Before you have a sputum cytology test your doctor will explain what the procedure entails and discuss what she expects she may find. She will ask you about your symptoms leading to the test, as well as prior medical conditions and any family history of lung diseases or lung cancer.

The test itself takes only a few minutes, but it's important to allow time to talk to your doctor if it will be done as part of an appointment or answer any questions the technician will have if it is done at a lab-only appointment. A sputum cytology is often done at your clinic but can be done at a hospital lab as well. Since you will be asked to take some deep breaths and bring up sputum, you should wear comfortable clothing and clothing that can easily be washed if some of the sputum should drip onto your clothing.

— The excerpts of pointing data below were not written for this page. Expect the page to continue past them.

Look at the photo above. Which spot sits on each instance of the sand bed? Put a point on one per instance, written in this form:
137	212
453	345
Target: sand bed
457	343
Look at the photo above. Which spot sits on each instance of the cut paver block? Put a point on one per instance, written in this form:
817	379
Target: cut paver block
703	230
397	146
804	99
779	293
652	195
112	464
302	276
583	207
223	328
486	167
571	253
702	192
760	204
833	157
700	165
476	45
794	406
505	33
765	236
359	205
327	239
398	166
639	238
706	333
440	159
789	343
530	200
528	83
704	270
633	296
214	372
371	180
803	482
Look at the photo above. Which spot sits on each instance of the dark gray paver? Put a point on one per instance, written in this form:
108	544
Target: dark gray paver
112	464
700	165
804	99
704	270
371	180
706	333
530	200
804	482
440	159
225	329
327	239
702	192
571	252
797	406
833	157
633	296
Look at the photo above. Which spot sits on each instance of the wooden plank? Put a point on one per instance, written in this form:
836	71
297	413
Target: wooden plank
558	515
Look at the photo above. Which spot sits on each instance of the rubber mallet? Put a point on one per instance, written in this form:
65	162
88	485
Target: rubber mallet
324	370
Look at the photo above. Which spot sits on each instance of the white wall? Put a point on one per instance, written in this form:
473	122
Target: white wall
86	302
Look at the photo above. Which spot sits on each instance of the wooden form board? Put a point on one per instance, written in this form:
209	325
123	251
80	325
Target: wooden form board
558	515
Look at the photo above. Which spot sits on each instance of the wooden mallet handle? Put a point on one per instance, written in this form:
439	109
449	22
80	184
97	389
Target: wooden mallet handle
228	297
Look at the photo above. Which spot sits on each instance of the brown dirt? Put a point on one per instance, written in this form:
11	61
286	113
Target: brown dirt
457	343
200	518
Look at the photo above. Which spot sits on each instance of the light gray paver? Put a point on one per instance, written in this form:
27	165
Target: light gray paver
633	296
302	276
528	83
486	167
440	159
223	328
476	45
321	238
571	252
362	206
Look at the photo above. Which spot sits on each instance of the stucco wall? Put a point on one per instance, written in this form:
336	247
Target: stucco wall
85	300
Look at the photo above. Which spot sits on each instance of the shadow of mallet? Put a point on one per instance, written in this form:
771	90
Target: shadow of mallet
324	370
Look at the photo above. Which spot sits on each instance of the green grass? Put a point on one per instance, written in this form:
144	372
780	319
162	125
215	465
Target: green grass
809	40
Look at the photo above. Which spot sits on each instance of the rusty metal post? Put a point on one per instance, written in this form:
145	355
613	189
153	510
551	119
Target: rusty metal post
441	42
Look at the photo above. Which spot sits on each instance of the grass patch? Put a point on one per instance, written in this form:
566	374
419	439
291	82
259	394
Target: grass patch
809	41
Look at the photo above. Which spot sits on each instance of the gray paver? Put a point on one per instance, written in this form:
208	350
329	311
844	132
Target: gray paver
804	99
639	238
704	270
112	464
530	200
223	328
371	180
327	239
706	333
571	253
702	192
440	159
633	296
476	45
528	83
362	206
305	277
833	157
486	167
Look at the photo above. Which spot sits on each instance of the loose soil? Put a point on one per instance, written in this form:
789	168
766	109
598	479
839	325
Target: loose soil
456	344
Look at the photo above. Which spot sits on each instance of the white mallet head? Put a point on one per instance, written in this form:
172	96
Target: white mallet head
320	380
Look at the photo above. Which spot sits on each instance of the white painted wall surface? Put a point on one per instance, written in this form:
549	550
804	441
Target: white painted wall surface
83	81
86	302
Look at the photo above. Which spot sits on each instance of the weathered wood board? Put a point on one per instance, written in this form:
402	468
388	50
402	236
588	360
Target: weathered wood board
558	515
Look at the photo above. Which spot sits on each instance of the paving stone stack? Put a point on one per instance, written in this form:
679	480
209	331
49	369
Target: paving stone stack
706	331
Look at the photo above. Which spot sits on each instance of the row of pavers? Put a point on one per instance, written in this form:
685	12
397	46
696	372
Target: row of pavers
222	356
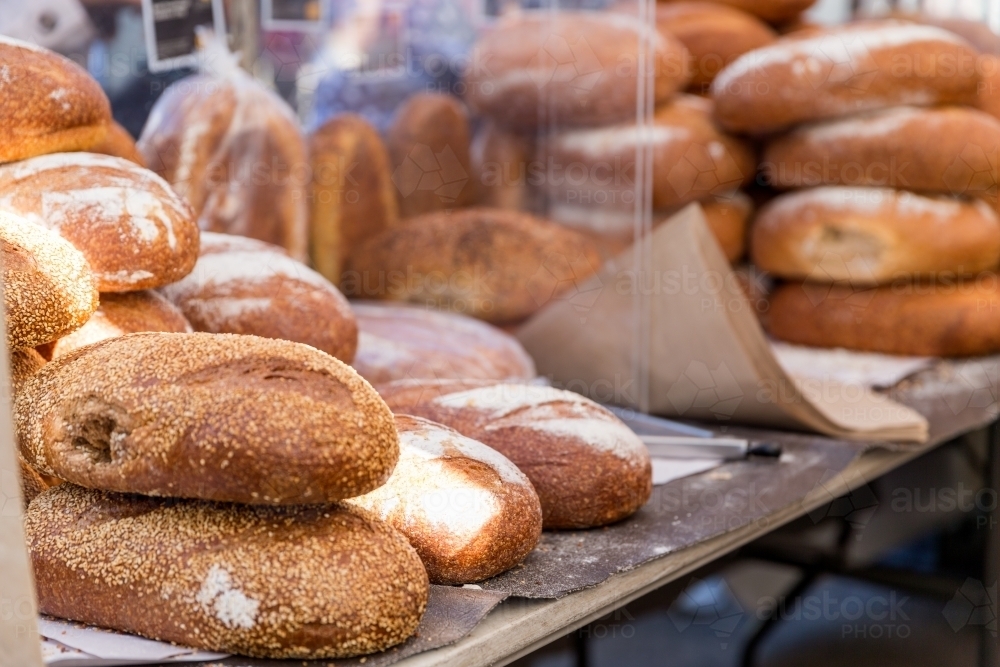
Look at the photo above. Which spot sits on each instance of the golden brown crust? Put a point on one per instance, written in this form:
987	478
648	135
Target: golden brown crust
120	314
798	80
587	467
49	289
873	236
49	104
135	232
212	416
520	77
428	144
352	197
713	34
274	582
946	319
245	286
398	342
234	151
466	509
497	265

Most people are able to complete their sputum cytology test in the exam room where they see their doctor, or in an adjacent lab suite. Before you have your sputum cytology sample taken, your doctor or nurse will give you special instructions to follow. On the day of the procedure, you will want to carefully rinse your mouth and teeth, but it's important to not use toothpaste.

You will want to blow your nose prior to the procedure to minimize the amount of upper airway drainage you have. During your test, you will be asked to forcefully cough into a container. A sputum cytology may also be done during a bronchoscopyand will vary somewhat. When you are doing the procedure, the nurse will help you take deep breaths and expectorate from deep in your chest.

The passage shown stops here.